The Professor also noted that he receives no funding or fees from his association with GWPF.

A spokesperson for the GWPF told Cherwell: “To call the GWPF a ‘climate-denying think tank’ is both a deliberate smear and untrue. The GWPF does not have a collective or official position on climate science.” 

“Moreover, for most of our publications we invite external reviews from experts who we expect to take a different view to the publication’s author. We offer to publish any substantive comments or criticism alongside our main publications. In this way, we intend to encourage open and active debate on the important areas in which we work, primarily on climate policy.”

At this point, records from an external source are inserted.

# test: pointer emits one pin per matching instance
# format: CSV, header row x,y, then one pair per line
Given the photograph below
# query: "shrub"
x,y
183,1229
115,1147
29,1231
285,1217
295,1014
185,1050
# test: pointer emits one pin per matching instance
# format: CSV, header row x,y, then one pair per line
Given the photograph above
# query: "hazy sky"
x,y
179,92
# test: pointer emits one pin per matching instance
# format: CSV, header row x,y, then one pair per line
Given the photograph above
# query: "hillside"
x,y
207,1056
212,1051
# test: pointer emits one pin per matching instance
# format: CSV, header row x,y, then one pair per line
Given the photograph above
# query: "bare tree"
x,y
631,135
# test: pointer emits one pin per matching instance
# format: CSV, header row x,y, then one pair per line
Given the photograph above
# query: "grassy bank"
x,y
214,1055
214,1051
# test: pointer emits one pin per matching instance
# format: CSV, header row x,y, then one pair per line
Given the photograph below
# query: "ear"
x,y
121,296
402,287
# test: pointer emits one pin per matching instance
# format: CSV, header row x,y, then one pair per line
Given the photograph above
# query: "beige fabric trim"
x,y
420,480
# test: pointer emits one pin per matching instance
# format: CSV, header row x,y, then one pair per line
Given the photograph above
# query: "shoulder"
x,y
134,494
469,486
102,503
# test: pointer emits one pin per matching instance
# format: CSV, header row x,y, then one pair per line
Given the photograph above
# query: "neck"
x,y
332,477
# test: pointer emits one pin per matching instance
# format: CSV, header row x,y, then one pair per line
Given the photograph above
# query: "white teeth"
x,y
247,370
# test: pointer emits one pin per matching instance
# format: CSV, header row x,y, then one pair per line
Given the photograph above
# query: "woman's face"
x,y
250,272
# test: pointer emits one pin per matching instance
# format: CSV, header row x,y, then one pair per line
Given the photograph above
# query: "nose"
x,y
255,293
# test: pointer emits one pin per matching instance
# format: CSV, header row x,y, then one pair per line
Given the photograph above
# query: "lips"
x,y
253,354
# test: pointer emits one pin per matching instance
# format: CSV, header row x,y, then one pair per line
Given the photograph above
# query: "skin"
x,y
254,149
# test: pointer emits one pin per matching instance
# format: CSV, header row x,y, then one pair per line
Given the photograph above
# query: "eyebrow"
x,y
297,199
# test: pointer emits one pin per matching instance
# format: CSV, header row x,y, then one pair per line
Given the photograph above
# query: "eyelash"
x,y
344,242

“This explicit diversity of opinion and our willingness to raise critical questions is one of the reasons why eminent scientists like Professor Peter Edwards and Professor Peter Dobson have recently joined the GWPF.”

In response to this, the OCJC stated:  “OCJC relies on the expert opinion of reputable researchers when labelling companies and organisations. If GWPF have an issue with how we have labelled them they should take that up with those professionally qualified to identify climate denial.”